The unbearable lightness of change | Lifestyle.INQ

OCTOBER 27, 2022

NOTHING THAT CAN’T BE FIXED: Tan and Pascual (right) on problems of adjustment brought on by UP’s calendar shift (PDI Photos/ Richard Reyes)
NOTHING THAT CAN’T BE FIXED: Tan and Pascual (right) on problems of adjustment brought on by UP’s calendar shift (PDI Photos/ Richard Reyes)

A one-time four-month summer break!

For some students of the University of the Philippines, the unexpected long vacation was the biggest boon resulting from the sudden change in the school calendar, from June to March of previous years, to this schoolyear’s August to May time frame.

For casual observers however, the calendar shift was rather abrupt and seemingly rushed. “Railroaded” was another description that comes to mind. After all, talks about the move became rife only in the second half of 2013, with the move approved early this year. And now, it’s a done deal, with UP students looking at August 7 as their first day of school.

Where were the feasibility studies? Shouldn’t more time been given to consultations with faculty and students? Why was there such urgency anyway?

In the meantime, what happens during that four-month summer break?

Aside from offering a midyear term, or a second summer term, to cover the idle months of June and July and make full use of the break, the faculty and staff could also use the time to prepare, UP Diliman chancellor Mike Tan said.

“We thought June and July would be a good time for academic preparations like holding strategic workshops and planning curricula. In a way, those two months are really a bonus for faculty and staff,” he added.

The break has also afforded the university the much-needed time to renovate dorms and spruce up the whole campus.

“We never really had that two-month-long break to do just that,” Tan said.

For some UP students, it was the breather they were waiting for. One incoming fourth-year law student said he’d finally have the time to do his internship, which wouldn’t have been possible if the old school calendar had been followed.

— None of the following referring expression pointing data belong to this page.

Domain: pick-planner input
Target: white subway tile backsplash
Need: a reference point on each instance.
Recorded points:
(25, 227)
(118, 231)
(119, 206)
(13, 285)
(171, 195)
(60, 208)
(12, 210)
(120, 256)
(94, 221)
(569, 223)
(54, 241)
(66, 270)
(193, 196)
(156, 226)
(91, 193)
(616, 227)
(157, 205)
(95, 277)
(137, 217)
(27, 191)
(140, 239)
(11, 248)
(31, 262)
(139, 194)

“Some really grade-anxious law students won’t even commit to summer activities until all their grades are complete,” said 25-year-old Jose Aniceto David Dealino who with the summer break doubled, even had time to catch up on his favorite TV shows and learn how to cook before doing his internship in the judicial department.

Meanwhile, other issues have been dredged up: What about the Lantern Parade in December? Will there still be sunflowers during a May graduation?

Going global has been cited as the primary reason for the move. But producing globally competitive graduates have always been a goal, so why the shift t this time?

While acknowledging that the change should have been done earlier, UP president Alfredo Pascual said it was the Asean economic integration in 2015 that served as the trigger.

“We want to have closer relationships with the leading universities among member-countries… We want to be able to send them our best students in exchange programs and likewise receive their best students in our university,” he said.

If all targets are met, by 2015, Asean member-countries would see a free flow of goods, capital, services, investment and skilled labor across the region. And when that happens, Pascual added, college students and graduates must be able to look beyond national borders and “think Asean.”

“A change that will synchronize UP’s academic calendar with the major universities in Asean and around the world will provide a clear signal that UP is now internationalizing and is getting ready to fully engage universities in the country’s trading partners,” UP’s rationale statement for the calendar shift similarly stated.

UP, along with Ateneo de Manila University and De La Salle University which also announced their calendar shifts next year, is a member of the Asean University Network (AUN). After Thailand made the shift, the Philippines remained the only country in Asean implementing the June-March school year.

Pascual said it was “a necessary condition that we need to implement to support our thrust toward internationalizing UP.”

But, he clarified, internationalizing the university doesn’t mean enticing more foreign students to earn their degrees in UP. Rather, it is about enhancing the mobility of faculty and students for them to engage with the international academic community with fewer limitations.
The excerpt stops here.